Court ruling says multinational fruit marketer “knowingly” paid the terrorist organisation AUC, which was found responsible for eight killings
A Florida court has ordered Chiquita Brands International to pay more than US$38m in damages to the families of eight victims of the paramilitary group Autodefensas Unidas de Colombia (AUC) in Colombia.
The jury decision included an assertion that the company “knowingly provided substantial assistance to the AUC in the form of cash payments or other means of support, to a degree sufficient to create a fore seeable risk of harm”, according to a Reuters story.
Chiquita previously argued that the payments were extortion, in response to violent threats against its workers and facilities.

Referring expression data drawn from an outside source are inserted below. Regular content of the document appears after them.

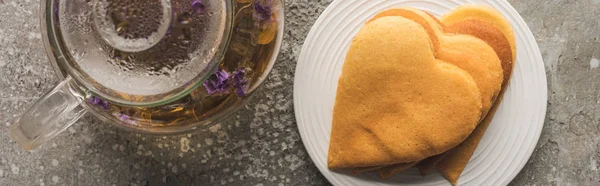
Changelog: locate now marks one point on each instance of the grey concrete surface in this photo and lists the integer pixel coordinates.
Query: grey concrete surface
(260, 145)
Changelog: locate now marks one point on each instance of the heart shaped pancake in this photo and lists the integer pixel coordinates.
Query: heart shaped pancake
(396, 102)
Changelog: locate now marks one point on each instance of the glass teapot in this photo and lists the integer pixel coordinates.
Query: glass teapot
(152, 66)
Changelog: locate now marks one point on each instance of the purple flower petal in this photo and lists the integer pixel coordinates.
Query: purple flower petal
(198, 6)
(218, 84)
(262, 11)
(240, 82)
(105, 105)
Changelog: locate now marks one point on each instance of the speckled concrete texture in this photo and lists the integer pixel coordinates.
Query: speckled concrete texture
(260, 144)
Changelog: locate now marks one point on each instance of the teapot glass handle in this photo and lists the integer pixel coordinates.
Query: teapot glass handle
(52, 114)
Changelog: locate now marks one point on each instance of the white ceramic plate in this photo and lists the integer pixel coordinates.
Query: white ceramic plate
(509, 140)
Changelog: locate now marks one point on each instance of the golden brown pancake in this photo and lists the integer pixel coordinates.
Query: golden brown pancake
(396, 102)
(497, 54)
(500, 39)
(500, 44)
(485, 14)
(465, 51)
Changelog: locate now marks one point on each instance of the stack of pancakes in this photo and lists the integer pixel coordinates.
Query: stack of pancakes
(420, 91)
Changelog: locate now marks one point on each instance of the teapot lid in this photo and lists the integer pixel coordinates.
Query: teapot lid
(141, 52)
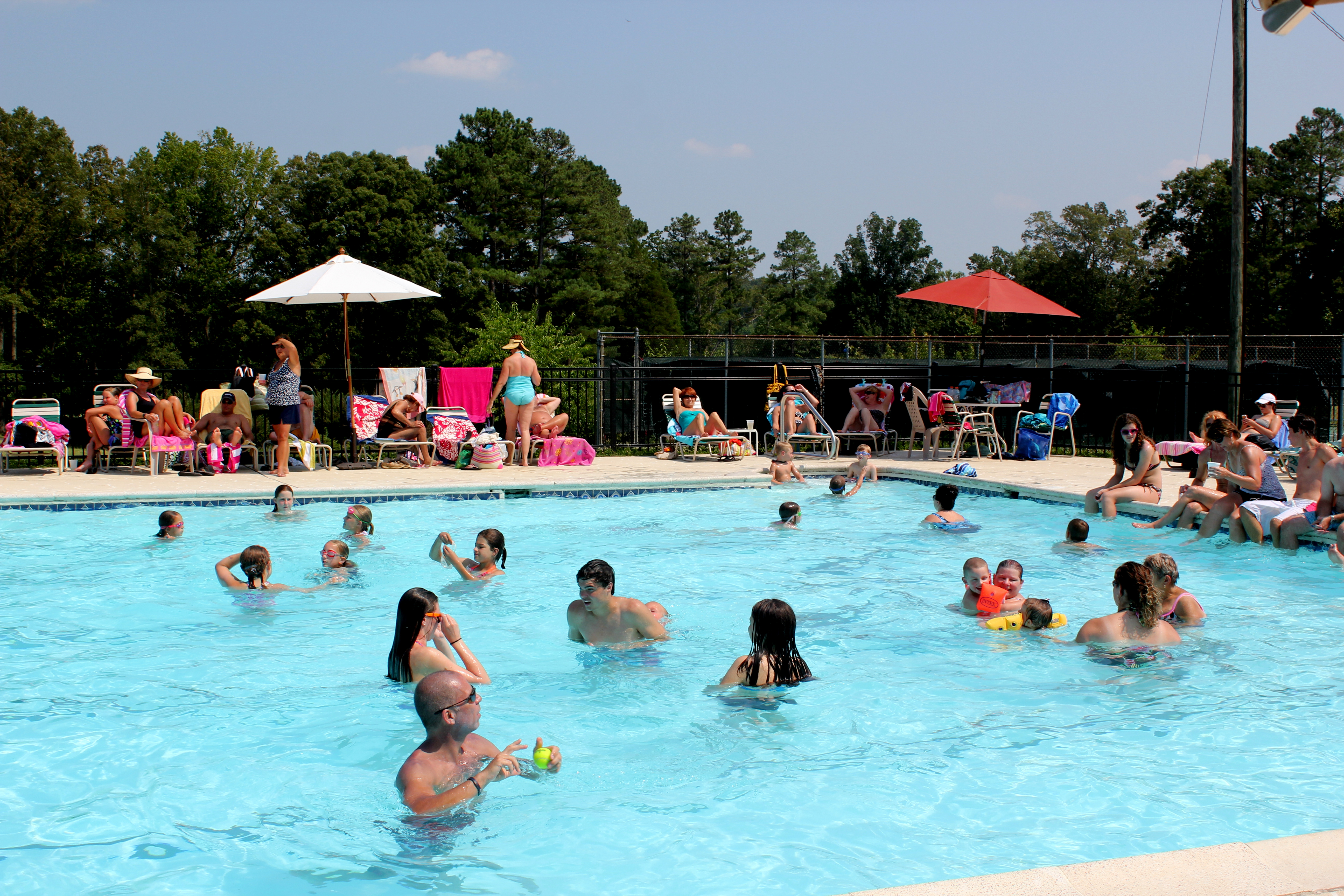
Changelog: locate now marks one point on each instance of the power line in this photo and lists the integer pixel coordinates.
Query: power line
(1210, 87)
(1327, 25)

However, the jury concluded that Chiquita had not proven its support for the AUC was to avert any such harm.
In 2007, Chiquita was fined US$25m in relation to charges that it worked with a terrorist organisation in Colombia. As reported by Reuters at the time, the group accepted the fine after it pleaded guilty to paying protection money to the paramilitaries between 2001 and 2004.
“The verdict does not bring back the husbands and sons who were killed, but it sets the record straight and places accountability for funding terrorism where it belongs: at Chiquita’s doorstep,” commented prosecution lawyer Agnieszka Fryszman.
Chiquita did not comment immediately on the court’s decision, but has since issued a statement saying it intends to appeal.